At least someone is willing to do their job in the wake of Supreme Court Justice Antonin Scalia’s sudden death, and that someone is President Obama:
The White House on Monday said President Barack Obama had started preliminary discussions with his team about naming a Supreme Court justice nominee and accused Republicans of "bluster" for saying they would not confirm his pick.
Bluster it may be, but it’s coming from a lot of Senate Republicans—from presidential candidates like Ted Cruz and Marco Rubio, from Judiciary Committee Chair Chuck Grassley, from Senate Majority Leader Mitch McConnell, and even from a growing list of vulnerable Republican incumbents up for re-election this November. Ohio’s Rob Portman and Pennsylvania’s Pat Toomey have joined that chorus:
Senator Rob Portman, Republican of Ohio, who faces re-election this year, said in a statement that the Senate should follow what he called “common practice” to stop acting on lifetime appointments during the last year of a presidential term. Senator Patrick J. Toomey, Republican of Pennsylvania, agreed, leaving nearly every vulnerable Republican incumbent backing Mr. McConnell’s pledge.

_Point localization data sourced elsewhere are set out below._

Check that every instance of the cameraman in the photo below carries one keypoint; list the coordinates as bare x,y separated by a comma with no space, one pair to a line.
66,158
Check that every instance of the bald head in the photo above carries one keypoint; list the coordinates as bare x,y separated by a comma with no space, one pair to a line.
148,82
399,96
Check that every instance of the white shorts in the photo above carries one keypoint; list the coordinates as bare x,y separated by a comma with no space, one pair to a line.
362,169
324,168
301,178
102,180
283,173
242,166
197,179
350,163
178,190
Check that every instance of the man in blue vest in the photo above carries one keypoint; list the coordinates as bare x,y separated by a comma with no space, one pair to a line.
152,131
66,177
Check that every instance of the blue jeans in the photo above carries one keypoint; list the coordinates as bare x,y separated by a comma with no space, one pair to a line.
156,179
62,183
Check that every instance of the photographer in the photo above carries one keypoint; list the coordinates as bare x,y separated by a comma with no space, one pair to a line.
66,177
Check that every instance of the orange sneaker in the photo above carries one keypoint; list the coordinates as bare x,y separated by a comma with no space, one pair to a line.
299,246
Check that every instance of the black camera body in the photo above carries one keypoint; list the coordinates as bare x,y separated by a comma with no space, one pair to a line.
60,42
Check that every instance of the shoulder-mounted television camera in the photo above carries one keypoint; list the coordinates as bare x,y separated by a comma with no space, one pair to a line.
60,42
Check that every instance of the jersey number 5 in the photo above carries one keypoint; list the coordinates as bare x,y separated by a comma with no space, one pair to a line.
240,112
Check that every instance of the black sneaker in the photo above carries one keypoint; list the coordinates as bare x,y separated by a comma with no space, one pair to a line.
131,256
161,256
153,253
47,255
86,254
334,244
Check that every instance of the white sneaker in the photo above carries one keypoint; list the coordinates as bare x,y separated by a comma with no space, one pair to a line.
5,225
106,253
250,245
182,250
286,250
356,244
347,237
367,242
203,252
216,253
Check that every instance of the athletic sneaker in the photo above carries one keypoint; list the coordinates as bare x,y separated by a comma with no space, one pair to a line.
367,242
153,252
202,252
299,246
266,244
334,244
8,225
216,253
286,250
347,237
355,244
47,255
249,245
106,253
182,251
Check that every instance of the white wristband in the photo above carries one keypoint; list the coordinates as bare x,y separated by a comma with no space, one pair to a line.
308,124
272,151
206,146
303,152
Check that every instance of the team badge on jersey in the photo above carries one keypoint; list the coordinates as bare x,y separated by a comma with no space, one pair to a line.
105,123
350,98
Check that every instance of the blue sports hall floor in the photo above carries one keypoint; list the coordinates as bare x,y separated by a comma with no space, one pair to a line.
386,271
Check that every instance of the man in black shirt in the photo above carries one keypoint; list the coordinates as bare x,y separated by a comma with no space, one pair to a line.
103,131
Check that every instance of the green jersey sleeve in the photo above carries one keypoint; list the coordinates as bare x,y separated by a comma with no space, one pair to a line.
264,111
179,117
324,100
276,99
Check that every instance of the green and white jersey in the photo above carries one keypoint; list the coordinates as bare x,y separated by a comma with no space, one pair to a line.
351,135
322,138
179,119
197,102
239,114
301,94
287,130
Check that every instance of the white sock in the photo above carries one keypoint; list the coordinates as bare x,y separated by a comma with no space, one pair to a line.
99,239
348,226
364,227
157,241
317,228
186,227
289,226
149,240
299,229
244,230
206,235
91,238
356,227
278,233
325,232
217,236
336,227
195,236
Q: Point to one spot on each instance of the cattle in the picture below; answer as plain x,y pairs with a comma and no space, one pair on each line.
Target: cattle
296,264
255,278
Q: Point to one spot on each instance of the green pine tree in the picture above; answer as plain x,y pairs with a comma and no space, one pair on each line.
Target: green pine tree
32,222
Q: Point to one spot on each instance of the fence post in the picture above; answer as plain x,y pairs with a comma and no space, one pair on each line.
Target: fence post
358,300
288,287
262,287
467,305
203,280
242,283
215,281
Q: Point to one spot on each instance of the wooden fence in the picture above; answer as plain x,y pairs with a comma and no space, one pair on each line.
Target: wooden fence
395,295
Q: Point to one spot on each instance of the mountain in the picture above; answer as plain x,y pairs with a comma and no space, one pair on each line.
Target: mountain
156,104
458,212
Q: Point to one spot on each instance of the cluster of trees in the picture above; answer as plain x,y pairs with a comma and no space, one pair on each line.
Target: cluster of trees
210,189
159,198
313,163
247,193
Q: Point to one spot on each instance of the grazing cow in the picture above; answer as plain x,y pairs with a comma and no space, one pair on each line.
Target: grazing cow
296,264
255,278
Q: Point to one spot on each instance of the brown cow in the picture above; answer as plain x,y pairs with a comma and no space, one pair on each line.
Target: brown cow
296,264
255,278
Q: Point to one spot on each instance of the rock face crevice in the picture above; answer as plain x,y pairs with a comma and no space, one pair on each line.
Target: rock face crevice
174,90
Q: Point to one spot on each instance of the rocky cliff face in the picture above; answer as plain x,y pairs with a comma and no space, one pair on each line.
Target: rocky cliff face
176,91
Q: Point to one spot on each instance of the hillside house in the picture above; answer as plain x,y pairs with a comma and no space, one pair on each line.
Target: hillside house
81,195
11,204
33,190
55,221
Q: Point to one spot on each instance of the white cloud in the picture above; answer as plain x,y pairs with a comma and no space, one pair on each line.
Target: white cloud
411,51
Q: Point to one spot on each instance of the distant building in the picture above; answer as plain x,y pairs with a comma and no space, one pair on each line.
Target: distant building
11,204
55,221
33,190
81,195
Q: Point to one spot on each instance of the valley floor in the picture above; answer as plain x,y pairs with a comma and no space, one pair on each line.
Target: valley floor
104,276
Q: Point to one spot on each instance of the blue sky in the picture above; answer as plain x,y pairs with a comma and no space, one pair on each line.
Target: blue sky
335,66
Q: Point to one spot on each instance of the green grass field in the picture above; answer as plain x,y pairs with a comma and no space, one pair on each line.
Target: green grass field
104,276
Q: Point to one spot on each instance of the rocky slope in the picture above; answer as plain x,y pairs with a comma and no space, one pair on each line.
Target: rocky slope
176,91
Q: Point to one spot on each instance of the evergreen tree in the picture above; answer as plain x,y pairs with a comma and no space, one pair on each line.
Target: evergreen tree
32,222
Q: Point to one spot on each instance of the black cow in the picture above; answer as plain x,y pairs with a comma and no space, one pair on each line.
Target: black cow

Why would a swing-state Republican senator facing a challenge in a presidential election year say ahead of time that he would block any nominee the president could possibly make, leaving a Supreme Court vacancy for at least a year? Maybe because of this:
“Senator McConnell is right: Under no circumstance should the Republican Senate majority confirm a Supreme Court nominee as Americans are in the midst of picking the next president,” said Michael A. Needham, the president of Heritage Action, the political arm of the Heritage Foundation.
These Republicans are terrified of opposition from their right—they’ll think about the general election, and what those voters might think of the decision to leave the court deadlocked on the most important cases, later. Maybe they’re hoping they can get the media to cooperate in convincing voters that this is standard practice, rather than a violation of all historical precedent.